Secondary factors in specific cases may also contribute to the development of rhabdomyolysis and renal injury in malaria. A case was reported of a football player who traveled to Nigeria, reported noncompliance with malarial prophylaxis, and developed rhabdomyolysis and renal failure in the setting of Plasmodium falciparum malarial infection. The authors of this report concluded that rhabdomyolysis and renal failure in this patient were a consequence of a combination of malarial infection with exertional effects [7]. Other secondary factors that may contribute to the development of renal failure in malarial infection are hypovolemia, excessive hemolysis, disseminated intravascular coagulopathy, and impaired microcirculation due to high levels of parasitized erythrocytes [28].
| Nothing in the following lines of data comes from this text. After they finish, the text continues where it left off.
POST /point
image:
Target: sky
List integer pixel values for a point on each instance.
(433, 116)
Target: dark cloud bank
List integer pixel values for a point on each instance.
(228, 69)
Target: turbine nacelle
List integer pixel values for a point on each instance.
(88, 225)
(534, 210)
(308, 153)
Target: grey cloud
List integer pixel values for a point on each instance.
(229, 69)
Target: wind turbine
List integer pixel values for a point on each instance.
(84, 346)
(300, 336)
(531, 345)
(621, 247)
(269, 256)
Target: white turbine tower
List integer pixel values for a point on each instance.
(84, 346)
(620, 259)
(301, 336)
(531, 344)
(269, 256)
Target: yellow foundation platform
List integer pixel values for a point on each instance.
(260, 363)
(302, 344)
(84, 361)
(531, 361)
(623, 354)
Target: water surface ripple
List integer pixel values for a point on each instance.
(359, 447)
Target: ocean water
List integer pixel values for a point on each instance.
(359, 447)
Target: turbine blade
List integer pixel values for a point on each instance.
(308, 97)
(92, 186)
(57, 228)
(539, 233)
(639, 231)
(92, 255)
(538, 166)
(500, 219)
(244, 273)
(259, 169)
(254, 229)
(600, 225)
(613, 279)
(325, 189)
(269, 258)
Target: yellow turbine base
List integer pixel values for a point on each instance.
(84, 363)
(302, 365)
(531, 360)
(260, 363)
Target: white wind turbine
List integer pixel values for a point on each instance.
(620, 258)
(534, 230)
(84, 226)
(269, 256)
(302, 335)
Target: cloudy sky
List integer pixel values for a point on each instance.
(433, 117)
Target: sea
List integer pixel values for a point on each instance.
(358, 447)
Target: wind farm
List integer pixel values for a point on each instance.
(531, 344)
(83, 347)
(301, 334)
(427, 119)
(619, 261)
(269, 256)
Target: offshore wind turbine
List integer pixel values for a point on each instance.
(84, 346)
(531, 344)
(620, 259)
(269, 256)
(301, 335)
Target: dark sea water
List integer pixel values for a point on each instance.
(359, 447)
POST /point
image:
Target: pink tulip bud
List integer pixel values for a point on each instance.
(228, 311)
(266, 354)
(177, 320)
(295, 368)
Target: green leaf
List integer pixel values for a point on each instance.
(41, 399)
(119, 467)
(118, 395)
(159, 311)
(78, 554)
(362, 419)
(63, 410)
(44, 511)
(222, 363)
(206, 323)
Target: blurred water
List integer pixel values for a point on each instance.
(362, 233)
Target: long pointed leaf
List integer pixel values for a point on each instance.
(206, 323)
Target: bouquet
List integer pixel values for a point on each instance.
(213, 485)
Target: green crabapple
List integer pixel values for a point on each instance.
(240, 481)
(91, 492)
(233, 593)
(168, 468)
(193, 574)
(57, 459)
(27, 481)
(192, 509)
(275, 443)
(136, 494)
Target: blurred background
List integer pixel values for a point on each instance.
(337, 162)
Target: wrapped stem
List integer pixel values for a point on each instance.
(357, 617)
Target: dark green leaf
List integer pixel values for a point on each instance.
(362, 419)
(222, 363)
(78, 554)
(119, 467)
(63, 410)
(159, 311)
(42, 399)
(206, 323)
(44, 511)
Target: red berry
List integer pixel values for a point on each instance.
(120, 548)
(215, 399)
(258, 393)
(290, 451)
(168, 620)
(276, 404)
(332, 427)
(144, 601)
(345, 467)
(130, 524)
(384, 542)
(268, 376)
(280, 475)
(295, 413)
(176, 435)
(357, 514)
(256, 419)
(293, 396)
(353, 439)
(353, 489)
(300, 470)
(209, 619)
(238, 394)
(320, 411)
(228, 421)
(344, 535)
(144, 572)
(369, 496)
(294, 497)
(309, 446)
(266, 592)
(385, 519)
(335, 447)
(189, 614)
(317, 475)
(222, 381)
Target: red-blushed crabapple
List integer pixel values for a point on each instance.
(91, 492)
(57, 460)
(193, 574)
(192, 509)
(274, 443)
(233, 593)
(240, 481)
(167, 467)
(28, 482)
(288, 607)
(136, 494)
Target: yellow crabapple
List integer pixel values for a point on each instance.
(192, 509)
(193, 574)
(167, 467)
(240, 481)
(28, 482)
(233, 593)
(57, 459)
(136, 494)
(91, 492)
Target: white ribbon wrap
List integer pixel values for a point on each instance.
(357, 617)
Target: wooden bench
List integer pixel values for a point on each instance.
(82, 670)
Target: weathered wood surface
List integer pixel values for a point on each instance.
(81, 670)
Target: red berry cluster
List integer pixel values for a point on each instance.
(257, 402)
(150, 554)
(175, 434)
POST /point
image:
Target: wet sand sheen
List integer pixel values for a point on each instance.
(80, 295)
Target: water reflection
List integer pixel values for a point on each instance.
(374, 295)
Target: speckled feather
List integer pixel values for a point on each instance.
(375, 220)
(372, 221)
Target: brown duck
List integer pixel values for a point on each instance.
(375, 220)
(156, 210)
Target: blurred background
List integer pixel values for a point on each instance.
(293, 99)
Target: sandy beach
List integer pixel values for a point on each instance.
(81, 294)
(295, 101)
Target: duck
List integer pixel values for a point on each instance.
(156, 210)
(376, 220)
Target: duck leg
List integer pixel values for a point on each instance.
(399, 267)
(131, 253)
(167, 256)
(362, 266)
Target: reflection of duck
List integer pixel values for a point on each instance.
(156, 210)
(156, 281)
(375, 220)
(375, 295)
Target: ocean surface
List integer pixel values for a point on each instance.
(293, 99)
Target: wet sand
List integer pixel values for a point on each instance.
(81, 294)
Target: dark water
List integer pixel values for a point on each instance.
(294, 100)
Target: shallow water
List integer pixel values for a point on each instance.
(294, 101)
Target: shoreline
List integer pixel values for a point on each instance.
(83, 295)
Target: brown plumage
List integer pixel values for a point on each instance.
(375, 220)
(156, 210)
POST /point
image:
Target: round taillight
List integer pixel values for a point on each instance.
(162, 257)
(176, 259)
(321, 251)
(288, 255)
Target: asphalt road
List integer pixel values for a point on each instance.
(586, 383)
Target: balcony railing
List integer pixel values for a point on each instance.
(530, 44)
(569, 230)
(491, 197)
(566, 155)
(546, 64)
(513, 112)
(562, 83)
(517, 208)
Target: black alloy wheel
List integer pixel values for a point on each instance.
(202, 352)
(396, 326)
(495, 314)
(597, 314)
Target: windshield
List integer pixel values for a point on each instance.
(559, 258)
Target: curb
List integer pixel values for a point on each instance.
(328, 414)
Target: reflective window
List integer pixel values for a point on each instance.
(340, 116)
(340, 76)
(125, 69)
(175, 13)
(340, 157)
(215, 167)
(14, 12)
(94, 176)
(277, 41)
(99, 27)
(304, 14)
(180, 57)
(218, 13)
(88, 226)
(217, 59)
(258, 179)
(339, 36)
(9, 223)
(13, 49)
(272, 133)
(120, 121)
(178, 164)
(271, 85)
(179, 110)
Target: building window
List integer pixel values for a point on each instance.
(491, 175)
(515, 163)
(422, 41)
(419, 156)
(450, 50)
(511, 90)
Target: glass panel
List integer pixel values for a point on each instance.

Of all the reports of rhabdomyolysis in malarial infection in the literature, only another one to our knowledge reported on findings of a renal biopsy [13]. In our case, a renal biopsy confirmed myoglobin-induced injury as the cause of acute renal failure. This is especially important when one considers the many other causes and factors that may lead to renal failure in malarial infection [29]. Renal biopsy may also rule out other causes of acute kidney injury that may be unrelated to malarial infection, including glomerulonephritis after immune complex deposition, which was also ruled out in our case given negative findings on immunofluorescence microscopy.

In conclusion, we present a rare case of myoglobin cast nephropathy in malarial infection. Our case highlights the important contribution of renal biopsy in reaching the diagnosis, possibly implicating antimalarial therapy as the cause of rhabdomyolysis, and focuses on awareness of myoglobin-induced renal failure as a complication of malaria [30].

Data Availability

Data sharing is not applicable to this article as no datasets were generated or analyzed during this case review.

Disclosure

We confirm that this work is original and has not been published elsewhere nor is it currently under consideration for publication elsewhere. The manuscript was already published as an abstract based on the link https://meridian.allenpress.com/aplm/article/144/9s1/e2/443992/Abstracts-and-Case-Studies-for-the-College-of.

Conflicts of Interest

The authors declare that they have no conflicts of interest.